23 Sep 2008
Bad Ideas That Refuse To Die
Over the years I’ve encountered some stubbornly persistent web site myths/mistakes. At the risk of offending past/present/future clients, here are the ones I get asked to implement most often:
- Launching external links in new windows
- There’s still a surprisingly widespread perception that new windows mean you can keep visitors on your site and therefore improve its performance.
- Inappropriate use of dropdown menus
- Fancy navigation that immediately exposes the site’s structure can be great for knowledgeable users who know what they want; it’s often a poor choice for introducing products/services, where you need to lead users through a process of gradual discovery and interaction.
- All-Flash sites
- Hybrid HTML/Flash sites are usually a superior option in the long run, but design-led businesses find it hard to let go of full control of text rendering, transitions, etc.

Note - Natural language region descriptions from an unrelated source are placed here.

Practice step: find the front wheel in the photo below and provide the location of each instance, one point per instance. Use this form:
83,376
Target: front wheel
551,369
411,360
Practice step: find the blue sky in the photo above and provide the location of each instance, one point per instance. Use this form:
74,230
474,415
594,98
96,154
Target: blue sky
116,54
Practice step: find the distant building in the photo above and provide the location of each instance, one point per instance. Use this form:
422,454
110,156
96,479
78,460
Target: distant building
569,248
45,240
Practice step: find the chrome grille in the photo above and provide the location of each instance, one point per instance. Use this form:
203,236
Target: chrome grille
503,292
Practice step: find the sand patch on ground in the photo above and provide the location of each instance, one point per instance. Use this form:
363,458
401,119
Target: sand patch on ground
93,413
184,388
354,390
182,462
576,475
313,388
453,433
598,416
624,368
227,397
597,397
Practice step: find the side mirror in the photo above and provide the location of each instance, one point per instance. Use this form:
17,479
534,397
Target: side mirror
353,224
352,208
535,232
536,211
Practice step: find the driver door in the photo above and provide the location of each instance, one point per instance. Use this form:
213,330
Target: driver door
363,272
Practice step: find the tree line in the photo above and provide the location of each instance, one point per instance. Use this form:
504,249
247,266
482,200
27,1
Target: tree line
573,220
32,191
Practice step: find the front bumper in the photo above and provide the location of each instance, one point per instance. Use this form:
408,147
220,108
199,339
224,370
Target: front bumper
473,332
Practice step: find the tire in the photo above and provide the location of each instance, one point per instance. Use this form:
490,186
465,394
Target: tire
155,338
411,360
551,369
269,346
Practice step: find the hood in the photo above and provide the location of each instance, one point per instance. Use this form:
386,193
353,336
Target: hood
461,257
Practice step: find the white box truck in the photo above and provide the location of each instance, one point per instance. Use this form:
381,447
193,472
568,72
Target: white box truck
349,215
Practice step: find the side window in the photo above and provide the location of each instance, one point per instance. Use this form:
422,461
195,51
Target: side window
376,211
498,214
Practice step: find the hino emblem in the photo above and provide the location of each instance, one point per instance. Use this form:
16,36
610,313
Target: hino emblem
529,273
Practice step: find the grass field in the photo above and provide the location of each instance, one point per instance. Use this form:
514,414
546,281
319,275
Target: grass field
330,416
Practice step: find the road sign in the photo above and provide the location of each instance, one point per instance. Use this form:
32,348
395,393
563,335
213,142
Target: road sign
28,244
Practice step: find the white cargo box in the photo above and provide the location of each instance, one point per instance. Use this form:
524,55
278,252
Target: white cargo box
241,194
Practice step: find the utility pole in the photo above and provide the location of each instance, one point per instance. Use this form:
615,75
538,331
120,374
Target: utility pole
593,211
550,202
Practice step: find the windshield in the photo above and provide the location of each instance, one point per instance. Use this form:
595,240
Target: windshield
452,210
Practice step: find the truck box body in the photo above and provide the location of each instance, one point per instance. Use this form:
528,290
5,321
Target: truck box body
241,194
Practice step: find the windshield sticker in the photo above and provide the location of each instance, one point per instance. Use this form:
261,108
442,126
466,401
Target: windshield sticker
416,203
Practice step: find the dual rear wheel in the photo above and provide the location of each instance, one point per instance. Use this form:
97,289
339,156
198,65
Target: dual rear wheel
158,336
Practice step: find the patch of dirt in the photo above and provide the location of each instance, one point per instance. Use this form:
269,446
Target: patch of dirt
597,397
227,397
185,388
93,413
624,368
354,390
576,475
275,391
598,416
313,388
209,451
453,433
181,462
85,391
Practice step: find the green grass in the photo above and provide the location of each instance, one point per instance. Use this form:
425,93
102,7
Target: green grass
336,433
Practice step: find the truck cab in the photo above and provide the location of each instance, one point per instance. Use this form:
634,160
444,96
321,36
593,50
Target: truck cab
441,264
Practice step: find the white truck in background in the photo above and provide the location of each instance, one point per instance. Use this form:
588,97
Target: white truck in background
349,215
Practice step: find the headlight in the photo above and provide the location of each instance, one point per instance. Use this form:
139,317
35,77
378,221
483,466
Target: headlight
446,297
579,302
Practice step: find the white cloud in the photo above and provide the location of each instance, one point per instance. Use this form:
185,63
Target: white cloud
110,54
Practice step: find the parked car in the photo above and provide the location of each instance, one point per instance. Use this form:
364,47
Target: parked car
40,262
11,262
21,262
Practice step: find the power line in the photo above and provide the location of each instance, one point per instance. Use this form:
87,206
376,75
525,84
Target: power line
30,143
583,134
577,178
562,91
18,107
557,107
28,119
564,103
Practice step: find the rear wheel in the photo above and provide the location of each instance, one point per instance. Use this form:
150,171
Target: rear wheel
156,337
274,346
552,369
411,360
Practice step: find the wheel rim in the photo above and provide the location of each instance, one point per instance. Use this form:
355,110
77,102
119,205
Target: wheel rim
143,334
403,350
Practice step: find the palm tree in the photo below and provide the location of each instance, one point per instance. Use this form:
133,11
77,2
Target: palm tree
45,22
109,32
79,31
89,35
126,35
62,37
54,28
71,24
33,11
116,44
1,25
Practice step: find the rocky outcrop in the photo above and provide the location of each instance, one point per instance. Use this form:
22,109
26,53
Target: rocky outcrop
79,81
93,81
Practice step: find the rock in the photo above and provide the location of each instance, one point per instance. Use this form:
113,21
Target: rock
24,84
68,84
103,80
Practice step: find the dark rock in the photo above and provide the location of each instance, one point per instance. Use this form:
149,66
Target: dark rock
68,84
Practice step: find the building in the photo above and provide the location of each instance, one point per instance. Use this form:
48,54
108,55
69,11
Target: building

- Important information in PDFs
- “We’ll just stick all that into a PDF.” PDFs are great for printing and packaging up a large amount of content into a single file, but using them for core content is a mistake.
- Splash screens
- This one can be tough to deal with, but I try to find ways to combine the purpose of the splash screen (visual impact, setting the tone) with that of the home page (offering introductory content and navigation options).
A decent developer knows when they’re being asked to do something that might be a bad idea. A good developer can understand the reasoning behind the request, even if they disagree with it. A first-rate developer knows how, and when, to use that understanding to steer towards sensible solutions.
I don’t think any of us ever feel we’ve truly mastered that last bit.